IV. L'AMÉLIORATION DES OPÉRATIONS EN VOL ET AU SOL

Les améliorations en gestion du trafic et des opérations aériennes

Source : rapport Destination 205093(*)

A. LES OPÉRATIONS EN VOL, LA NÉCESSITÉ D'UNE GESTION OPTIMALE ET FLEXIBLE

Dans la deuxième moitié du XXe siècle, les routes aériennes se sont structurées et densifiées, en gardant une forte exigence de sécurité. Aujourd'hui, si la sécurité est bien garantie par les réglementations et organismes de contrôle, les routes aériennes quotidiennement empruntées par les avions ne sont pas optimales. Sur les vols européens, on estime que les distances de vol sont en moyenne augmentées de 42 kilomètres et les temps de vol de 8 à 11 %94(*) par rapport aux trajectoires idéales.

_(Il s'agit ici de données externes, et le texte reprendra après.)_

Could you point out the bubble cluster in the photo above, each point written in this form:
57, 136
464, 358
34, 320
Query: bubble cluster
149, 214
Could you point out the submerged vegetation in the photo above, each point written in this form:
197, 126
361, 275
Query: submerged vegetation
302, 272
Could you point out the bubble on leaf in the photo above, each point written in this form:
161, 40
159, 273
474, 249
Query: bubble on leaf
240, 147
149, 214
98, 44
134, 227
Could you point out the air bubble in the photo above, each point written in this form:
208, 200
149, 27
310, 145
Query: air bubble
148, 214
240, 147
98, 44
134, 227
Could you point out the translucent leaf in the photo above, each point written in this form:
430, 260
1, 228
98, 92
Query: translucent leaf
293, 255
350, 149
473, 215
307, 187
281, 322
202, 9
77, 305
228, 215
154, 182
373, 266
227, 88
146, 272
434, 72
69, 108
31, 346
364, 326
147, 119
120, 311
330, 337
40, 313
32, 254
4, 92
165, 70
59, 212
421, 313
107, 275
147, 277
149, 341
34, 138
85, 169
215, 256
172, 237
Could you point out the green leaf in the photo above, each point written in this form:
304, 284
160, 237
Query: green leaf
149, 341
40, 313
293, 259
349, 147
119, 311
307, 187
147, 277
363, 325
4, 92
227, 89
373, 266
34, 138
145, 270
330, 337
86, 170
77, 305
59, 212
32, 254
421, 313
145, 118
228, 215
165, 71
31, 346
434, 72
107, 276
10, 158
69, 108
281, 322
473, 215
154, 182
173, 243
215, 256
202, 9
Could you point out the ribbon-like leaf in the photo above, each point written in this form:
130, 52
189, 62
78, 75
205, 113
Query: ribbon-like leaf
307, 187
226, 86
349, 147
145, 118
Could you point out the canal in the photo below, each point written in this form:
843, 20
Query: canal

La réduction de la consommation de carburant pour un trajet donné peut être réalisée grâce à l'adaptation des trajectoires et des conditions de vol, incluant la vitesse et l'altitude. Plusieurs leviers contribuent à l'optimisation des trajectoires : l'adaptation du pilotage en fonction des conditions météorologiques et de l'état spécifique de l'avion, comme le volume de carburant ou son âge ; l'adoption d'une approche plus fluide des phases de décollage et d'atterrissage ; une gestion aérienne améliorée, par une approche globale plutôt qu'individuelle, notamment par la diminution du fuel tankering95(*).

1. L'adaptation des trajectoires aux conditions internes et externes

À l'heure actuelle, les exigences de sécurité créent des rigidités préjudiciables à l'optimisation en vol, alors qu'un mode de pilotage plus flexible, intégrant dans le plan de vol l'influence de conditions extérieures, comme des perturbations météorologiques ou des informations de trafic, permettrait une meilleure efficacité.

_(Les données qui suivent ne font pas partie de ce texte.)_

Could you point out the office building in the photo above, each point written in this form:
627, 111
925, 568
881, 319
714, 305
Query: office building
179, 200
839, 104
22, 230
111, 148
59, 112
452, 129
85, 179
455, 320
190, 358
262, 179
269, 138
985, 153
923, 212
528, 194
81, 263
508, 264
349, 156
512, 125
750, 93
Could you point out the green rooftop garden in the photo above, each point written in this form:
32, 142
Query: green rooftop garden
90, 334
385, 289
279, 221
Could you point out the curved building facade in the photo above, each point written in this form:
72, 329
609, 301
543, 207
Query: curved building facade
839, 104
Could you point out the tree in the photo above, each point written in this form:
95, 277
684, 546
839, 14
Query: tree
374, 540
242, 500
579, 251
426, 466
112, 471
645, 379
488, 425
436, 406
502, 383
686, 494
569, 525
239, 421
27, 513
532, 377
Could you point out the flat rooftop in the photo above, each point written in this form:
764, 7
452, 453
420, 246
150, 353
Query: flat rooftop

Ce mode de pilotage devrait également prendre en compte les paramètres de l'avion lui-même, par exemple son niveau de carburant. En effet, à une vitesse donnée, il existe une altitude optimale permettant de minimiser la consommation de carburant. Cette altitude dépend de la masse de l'appareil : elle augmente au fur et à mesure de l'allégement de l'avion qui résulte de la consommation du carburant.

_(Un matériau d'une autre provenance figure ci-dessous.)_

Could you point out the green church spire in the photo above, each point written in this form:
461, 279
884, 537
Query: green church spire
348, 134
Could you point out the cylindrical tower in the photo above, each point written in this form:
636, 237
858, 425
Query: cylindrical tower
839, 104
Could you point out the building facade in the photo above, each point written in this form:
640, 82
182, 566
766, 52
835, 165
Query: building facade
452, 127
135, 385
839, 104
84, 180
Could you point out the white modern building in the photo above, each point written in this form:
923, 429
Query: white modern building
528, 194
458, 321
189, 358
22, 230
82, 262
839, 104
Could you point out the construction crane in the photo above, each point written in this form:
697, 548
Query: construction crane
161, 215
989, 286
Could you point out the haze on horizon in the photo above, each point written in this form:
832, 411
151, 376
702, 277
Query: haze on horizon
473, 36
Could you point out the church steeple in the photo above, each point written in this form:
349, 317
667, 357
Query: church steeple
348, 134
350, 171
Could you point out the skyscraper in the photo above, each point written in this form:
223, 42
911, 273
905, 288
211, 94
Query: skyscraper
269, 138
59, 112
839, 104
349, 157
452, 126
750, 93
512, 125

En complément de la formation des pilotes à l'éco-pilotage, les aides à la navigation numériques peuvent faciliter cette adaptation à l'environnement de navigation extérieur. À cet égard, l'intelligence artificielle ouvre de nouvelles perspectives, dans une première étape avec des logiciels d'analyse de vol a posteriori. Ainsi, le logiciel SkyBreathe de la société OpenAirlines, basée à Toulouse, réalise l'analyse de milliers de données provenant de boîtes noires et de relevés météorologiques. Sous la forme d'une interface numérique à destination des pilotes, il permet d'évaluer les économies potentielles de carburant à partir des données de vol et d'émettre des recommandations, par exemple sur la quantité de carburant à emporter pour chaque vol. Plus de 55 compagnies aériennes, dont Air France, l'utilisent aujourd'hui. Il aurait déjà permis d'éviter l'émission d'un million de tonnes de CO2, soit une diminution de l'ordre de 4 à 5 % de la consommation. Cette réduction pourrait devenir plus importante si de tels logiciel étaient mis en oeuvre en temps réel à bord des avions.

L'avion connecté

Source : Thales

En effet, les plans de vol adaptés en temps réel représentent une avancée significative, en permettant de prendre en compte des informations évolutives : données des postes de contrôle, météo, autres avions, etc.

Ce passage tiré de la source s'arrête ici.